Russia’s worst domestic terrorist attack since the Beslan school siege 20 years ago has exposed some uncomfortable truths for the Kremlin.
There seems no reason to doubt Islamic State-Khorasan’s (IS-K) claim of responsibility for the atrocity that left 144 confirmed deaths at Crocus City Hall in Moscow. Yet the Kremlin has been quick to blame Ukraine, without providing any evidence. That’s not surprising. Moscow wants to draw propaganda value from the attack, using it to demonise Kyiv and reinforce the Kremlin’s wider narrative that Russia faces an existential threat from hostile foreign forces.
But there’s another, more fundamental, reason why the Kremlin is so anxious to distract public attention from the serious lapse in domestic security that allowed such a brazen attack on a high-profile target.
Clearly, there were major failings on the part of the huge and pervasive Russian domestic security apparatus, including ubiquitous surveillance cameras around Moscow.
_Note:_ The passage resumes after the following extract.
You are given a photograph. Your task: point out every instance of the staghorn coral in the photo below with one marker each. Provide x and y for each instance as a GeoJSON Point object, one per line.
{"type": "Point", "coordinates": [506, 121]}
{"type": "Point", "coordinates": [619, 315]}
But was this simply the result of incompetence or bureaucratic inefficiency within the security services? Or does it also suggest the FSB and other Russian security services didn’t have their eyes on the ball?
If so, it challenges the implicit bargain between Putin and the Russian people: acceptance of the Kremlin’s growing centralised power in return for assured domestic security and growing (relative) prosperity.
Yet over time, as in all closed and authoritarian systems, there has been a change in what domestic security means for the Kremlin.
Domestic terrorism was a major preoccupation for Putin during his first term, stemming from separatist Islamic groups in Chechnya and other restive regions in the North Caucasus. First, the September 1999 apartment bombings. Then the 2002 theatre hostage siege in Moscow. And finally, the Beslan school massacre in 2004.
After Putin sealed a Faustian bargain with ruthless Chechen leader Ramzan Kadyrov, effectively giving him carte blanche to crush his opponents and establish control over the republic, the domestic terrorism threat receded from public attention in Russia.
Increasingly, the Kremlin’s concept of domestic security has narrowed, acquiring a more overtly political character. Since the Bolotnaya protests of winter 2011-12, an increasingly intolerant Kremlin has reduced the space for political and social dissent. Domestic security has come to mean not so much the security of the Russian people but the security of the regime in the Kremlin.
The FSB and its fellow security agencies are essentially political agencies, taking their cue from the Kremlin’s priorities – which is regime survival above all. Their focus, then, has been on suppressing any domestic political opposition and snuffing out civil society.
So, it is perhaps not surprising that the risk posed by Islamic terrorist groups such as IS–K may not have been front of mind for the FSB and Russia’s other security agencies, especially when coupled with a much sharper focus on Ukraine since Russia’s full-scale invasion in February 2022 and the ongoing war there, occasionally spilling over into Russia itself.
In the current hostile international climate, it is also sadly unsurprising the Russian authorities were dismissive of recent American warnings about the risk of imminent terrorist action in Moscow. Indeed, inveterate suspicion and double-think evidently persuaded the Kremlin to assume such Western warnings were designed to cause uncertainty and panic among Russians.
To reassure Russians that it can safeguard their security, the Kremlin will now want to demonstrate it is being tough. Any clampdown will inevitably bear down heavily on Russia’s large population of Central Asian migrant workers. This group is already marginalised and suffers significant discrimination, likely now to intensify. The flaunting of the maltreatment of the suspected Crocus City Hall attackers while in police custody may shock foreign observers, but Moscow knows that such displays of robustness play well with its core Russian constituency.
Don’t expect any slackening of the security apparatus’ focus on ensuring regime survival. In Putin’s Russia, this political imperative will remain ineluctably the major priority for the FSB and other agencies. But the terrorist attack reminds the Kremlin, and its security apparatchiks, that ensuring regime security doesn’t depend just on neutralising domestic opponents, suppressing political dissent and extinguishing civil society. The focus needs to be wider.
Russians don’t expect much from their leaders, but they do expect them to be strong and effective at countering threats to public safety, such as terrorism. Regime survival and ensuring public security are, therefore, inextricably connected.